Quite often we hear about REITs being traded on the stock exchange or included in mutual funds. But what exactly is a REIT? My name is Alana Hartley and today I am going to explain to you about REITs.
R-E-I-T is the acronym for "Real Estate Investment Trust", according to NAREIT the definition of a REIT is: A company that owns and operates income-producing real estate. There are some REITs that finance real estate. To be a public REIT, a company must distribute at least 90% of its taxable income to shareholders in the form of annual dividends.
The REIT vehicle has become an important portion of the investment markets. There are at least five benefits as to why REITs have grown in popularity by policy makers and investors alike in the United States - diversification, dividends, liquidity, performance, and transparency.
The US REIT market has seen its equity market capitalization sky rocket from $90 billion to more than $300 billion in just the past ten years. During that period, the growth has set the stage for the adoption of the "REIT approach" to securitized real estate investment across the globe.
There are three different types of public REITs -equity, mortgage, and hybrid. Equity REITs own assets, mortgage REITs own debt, and hybrid REITs own both. Most companies invest in a specific property type including - retail, office, apartment, warehouse, and hotel.
A REIT is a tax designation for the corporation investing in real estate. This tax designation reduces or even eliminates corporate income taxes. As stated before, REITs are required to distribute 90% of its income; the returns are in annual dividend form, which maybe taxable on the hands of investors.
Originally created by Congress in the 1960s, REITs were designated to make investments in commercial real estate accessible to all investors in the same way they typically invest otherwise. This is done through the purchase and sale of liquid securities without being taxed on two separate levels.
There are many stipulations that a company must abide by in order to file under the REIT tax status. Four of the most important policies are:
One, 95% of its income must be derived from dividends, interest, and property income.

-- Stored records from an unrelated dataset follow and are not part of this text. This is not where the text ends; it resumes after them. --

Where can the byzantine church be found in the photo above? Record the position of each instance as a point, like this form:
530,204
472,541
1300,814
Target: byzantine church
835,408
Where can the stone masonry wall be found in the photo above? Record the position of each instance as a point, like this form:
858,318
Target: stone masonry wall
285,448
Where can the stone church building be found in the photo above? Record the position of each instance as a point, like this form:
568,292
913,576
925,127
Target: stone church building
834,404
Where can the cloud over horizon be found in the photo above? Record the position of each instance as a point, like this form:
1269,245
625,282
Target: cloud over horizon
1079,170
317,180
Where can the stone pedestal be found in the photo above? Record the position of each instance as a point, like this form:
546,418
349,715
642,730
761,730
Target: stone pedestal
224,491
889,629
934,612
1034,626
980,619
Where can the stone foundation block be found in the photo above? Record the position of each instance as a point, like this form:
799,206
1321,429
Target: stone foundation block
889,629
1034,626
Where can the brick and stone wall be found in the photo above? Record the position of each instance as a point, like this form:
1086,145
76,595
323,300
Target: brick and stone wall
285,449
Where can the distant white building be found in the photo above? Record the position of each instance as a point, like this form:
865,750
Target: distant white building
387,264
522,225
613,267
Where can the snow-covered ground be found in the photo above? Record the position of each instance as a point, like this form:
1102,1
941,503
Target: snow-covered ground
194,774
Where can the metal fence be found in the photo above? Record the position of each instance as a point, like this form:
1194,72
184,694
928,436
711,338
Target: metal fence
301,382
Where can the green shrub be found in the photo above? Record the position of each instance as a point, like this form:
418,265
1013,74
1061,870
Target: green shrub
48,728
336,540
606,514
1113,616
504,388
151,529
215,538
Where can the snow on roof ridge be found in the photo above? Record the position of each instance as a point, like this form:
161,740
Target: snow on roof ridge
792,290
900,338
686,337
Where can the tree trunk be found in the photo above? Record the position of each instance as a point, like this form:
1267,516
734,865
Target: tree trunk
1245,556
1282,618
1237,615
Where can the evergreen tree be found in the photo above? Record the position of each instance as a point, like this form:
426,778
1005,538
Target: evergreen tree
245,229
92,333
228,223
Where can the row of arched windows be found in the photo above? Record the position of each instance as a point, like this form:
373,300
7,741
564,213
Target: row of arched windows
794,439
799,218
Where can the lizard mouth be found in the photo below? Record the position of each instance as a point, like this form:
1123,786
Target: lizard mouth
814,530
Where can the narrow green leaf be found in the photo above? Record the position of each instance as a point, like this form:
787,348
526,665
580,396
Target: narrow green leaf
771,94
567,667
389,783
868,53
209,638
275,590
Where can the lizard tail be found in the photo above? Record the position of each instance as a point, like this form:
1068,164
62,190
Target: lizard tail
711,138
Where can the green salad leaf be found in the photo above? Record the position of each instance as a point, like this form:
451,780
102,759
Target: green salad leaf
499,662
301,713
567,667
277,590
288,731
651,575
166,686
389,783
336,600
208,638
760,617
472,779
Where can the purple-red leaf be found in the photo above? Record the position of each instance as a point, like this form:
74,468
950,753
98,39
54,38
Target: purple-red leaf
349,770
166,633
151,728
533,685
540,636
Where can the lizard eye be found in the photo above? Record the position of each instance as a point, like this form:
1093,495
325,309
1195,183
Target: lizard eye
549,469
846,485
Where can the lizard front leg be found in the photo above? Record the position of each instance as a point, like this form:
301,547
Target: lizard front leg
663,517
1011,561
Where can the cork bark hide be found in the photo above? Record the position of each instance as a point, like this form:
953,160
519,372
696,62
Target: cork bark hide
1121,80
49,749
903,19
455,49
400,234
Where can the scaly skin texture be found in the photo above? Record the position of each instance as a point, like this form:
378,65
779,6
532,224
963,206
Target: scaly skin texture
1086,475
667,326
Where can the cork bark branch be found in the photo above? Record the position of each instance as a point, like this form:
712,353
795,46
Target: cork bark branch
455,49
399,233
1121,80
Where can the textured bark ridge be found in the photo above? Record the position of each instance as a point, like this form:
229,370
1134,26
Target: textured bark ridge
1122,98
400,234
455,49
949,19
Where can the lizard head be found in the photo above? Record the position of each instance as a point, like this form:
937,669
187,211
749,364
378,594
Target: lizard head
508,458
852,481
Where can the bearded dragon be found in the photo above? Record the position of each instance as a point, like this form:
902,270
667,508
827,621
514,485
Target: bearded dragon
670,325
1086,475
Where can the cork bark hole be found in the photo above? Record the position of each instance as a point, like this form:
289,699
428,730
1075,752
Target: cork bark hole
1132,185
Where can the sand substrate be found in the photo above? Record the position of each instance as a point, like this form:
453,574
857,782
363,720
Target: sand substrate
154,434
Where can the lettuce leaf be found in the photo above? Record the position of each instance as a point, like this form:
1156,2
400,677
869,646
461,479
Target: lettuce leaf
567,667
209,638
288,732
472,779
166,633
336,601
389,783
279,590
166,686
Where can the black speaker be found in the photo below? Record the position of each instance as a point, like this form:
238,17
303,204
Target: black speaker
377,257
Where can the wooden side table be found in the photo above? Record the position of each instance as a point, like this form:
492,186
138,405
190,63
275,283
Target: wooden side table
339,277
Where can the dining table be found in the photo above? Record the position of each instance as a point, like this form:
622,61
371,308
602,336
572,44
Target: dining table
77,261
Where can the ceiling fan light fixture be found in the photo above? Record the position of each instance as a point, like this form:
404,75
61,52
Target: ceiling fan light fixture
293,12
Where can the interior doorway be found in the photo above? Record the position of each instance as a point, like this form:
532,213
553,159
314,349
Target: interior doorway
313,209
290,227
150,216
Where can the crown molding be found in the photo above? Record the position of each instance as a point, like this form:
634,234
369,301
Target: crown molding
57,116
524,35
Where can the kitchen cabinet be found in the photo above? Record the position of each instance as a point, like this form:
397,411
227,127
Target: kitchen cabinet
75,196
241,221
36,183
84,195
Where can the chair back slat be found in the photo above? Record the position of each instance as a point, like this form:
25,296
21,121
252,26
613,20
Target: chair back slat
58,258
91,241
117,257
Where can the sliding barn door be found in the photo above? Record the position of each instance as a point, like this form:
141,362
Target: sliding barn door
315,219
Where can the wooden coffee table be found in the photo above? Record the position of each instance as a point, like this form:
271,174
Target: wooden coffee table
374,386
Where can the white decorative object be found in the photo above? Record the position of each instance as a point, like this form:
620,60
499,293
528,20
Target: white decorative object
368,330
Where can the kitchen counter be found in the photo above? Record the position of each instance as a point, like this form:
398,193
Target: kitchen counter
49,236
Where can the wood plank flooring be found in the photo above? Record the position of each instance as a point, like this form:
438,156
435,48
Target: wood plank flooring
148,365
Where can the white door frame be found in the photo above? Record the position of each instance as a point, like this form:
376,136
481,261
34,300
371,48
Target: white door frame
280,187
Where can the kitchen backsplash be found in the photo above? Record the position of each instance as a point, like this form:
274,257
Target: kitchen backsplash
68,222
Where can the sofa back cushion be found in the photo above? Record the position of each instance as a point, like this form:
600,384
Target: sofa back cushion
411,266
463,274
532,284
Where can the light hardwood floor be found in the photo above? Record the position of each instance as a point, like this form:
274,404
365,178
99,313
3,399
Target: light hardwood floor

Two, dividends must be paid on at least 90% of the REIT's taxable income.
Three, the firm must make sure at least 75% of total investment assets are in real estate.
And Four, the firm must derive at least 75% of gross income from rents or mortgage interest.
In sum, investing in REITs is a liquid, dividend paying means of participating in the real estate market.
I am Alana Hartley and this is Corporate Advisory Insight.